Kitsilano Portraits

I

Not yet fifty but chunky as women are at that age, in short black boots, pressed jeans, black turtleneck, and Irish knit pullover. The stitches stretch. Big hands, one swollen and curled and cradled in her lap. She has a round face, with a large pale mole to the side of one eye, and bleached hair, cut short around the ears with enough left for a skiff of curls across the crown. She dips orange cake now into decaffeinated latte, her lips moving before she tastes.

II

He sits, in a well-pressed gray suit, deep inside the softly lit restaurant, long fingers tapping as he talks to a platinum-haired woman somewhat older than himself. She wears a rough wool coat, off-white and wrapped as if she were cold or wanting to go home. Perhaps she is his wife, perhaps his secretary, perhaps a woman with whom he meets to solicit her dying husband’s collection of fine antiques or rare coins or precious paintings.
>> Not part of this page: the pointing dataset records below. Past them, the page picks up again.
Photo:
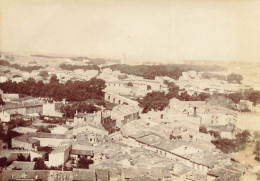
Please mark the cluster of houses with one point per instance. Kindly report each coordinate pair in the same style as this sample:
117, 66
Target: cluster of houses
123, 143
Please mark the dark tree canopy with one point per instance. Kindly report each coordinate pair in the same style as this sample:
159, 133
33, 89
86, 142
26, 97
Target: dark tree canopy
155, 101
71, 91
74, 67
151, 71
19, 67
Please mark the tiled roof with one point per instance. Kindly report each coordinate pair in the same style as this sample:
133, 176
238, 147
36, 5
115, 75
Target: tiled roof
21, 165
82, 152
83, 174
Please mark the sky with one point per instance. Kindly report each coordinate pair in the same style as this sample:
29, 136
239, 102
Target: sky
143, 30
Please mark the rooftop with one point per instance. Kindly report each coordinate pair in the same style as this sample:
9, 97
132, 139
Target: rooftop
18, 165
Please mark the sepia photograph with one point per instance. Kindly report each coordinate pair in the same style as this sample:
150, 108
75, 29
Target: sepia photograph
129, 90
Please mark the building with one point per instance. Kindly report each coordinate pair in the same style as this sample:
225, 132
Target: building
124, 114
52, 109
118, 99
21, 165
77, 153
25, 142
60, 129
59, 156
9, 97
81, 119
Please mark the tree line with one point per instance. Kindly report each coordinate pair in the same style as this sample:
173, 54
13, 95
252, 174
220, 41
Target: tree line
71, 91
19, 67
74, 67
160, 100
151, 71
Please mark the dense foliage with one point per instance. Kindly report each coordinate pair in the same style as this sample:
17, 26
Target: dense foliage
1, 100
74, 67
228, 145
71, 91
19, 67
257, 151
151, 71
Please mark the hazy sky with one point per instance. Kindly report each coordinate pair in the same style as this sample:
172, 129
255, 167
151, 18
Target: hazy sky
143, 30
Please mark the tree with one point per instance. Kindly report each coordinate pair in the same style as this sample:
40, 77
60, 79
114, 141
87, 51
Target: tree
130, 84
84, 162
1, 100
257, 151
3, 162
203, 129
122, 76
234, 78
254, 97
39, 164
154, 100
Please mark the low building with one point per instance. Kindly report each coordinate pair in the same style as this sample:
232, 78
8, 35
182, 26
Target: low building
59, 156
60, 129
52, 109
124, 114
25, 142
82, 119
77, 153
37, 154
9, 97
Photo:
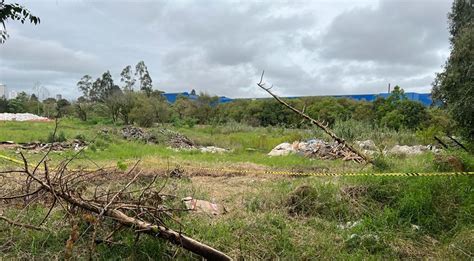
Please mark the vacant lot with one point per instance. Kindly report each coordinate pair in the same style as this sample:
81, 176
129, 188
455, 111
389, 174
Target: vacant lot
268, 216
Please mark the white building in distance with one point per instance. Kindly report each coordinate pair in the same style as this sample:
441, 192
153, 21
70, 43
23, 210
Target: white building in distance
12, 94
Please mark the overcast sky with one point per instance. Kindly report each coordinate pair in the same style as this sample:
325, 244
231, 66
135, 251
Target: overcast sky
318, 47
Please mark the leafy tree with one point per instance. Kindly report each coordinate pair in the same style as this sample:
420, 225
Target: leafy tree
49, 107
184, 107
144, 78
62, 107
127, 102
114, 102
3, 104
82, 107
85, 86
127, 78
14, 12
454, 86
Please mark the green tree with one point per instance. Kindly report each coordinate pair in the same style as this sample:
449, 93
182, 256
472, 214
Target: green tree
14, 12
454, 86
144, 78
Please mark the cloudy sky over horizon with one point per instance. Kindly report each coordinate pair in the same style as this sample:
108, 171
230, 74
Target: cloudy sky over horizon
318, 47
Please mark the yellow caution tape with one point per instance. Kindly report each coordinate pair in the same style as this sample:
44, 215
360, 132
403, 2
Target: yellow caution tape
302, 173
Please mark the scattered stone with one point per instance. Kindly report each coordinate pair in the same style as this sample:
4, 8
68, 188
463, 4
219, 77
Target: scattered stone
135, 133
408, 150
366, 145
202, 206
21, 117
316, 148
212, 149
349, 225
282, 150
177, 140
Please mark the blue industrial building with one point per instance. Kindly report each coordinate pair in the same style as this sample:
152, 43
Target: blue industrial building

Below the table, his sex stands strong.

III

Red–in her hair, her glasses, her coat draped over the chair, her knee-length striped socks, and behind her on the wall of the sushi restaurant and beneath the book she reads, on the table itself. She wears a black pullover, under that a white shirt polka-dotted with pink, a brown herringbone skirt snug across her hips as she sits, brown shoes. Paying, she pulls out a leopard-skin purse. Out of that, a lime and pink billfold. All of this–and when she rises to leave, a limp.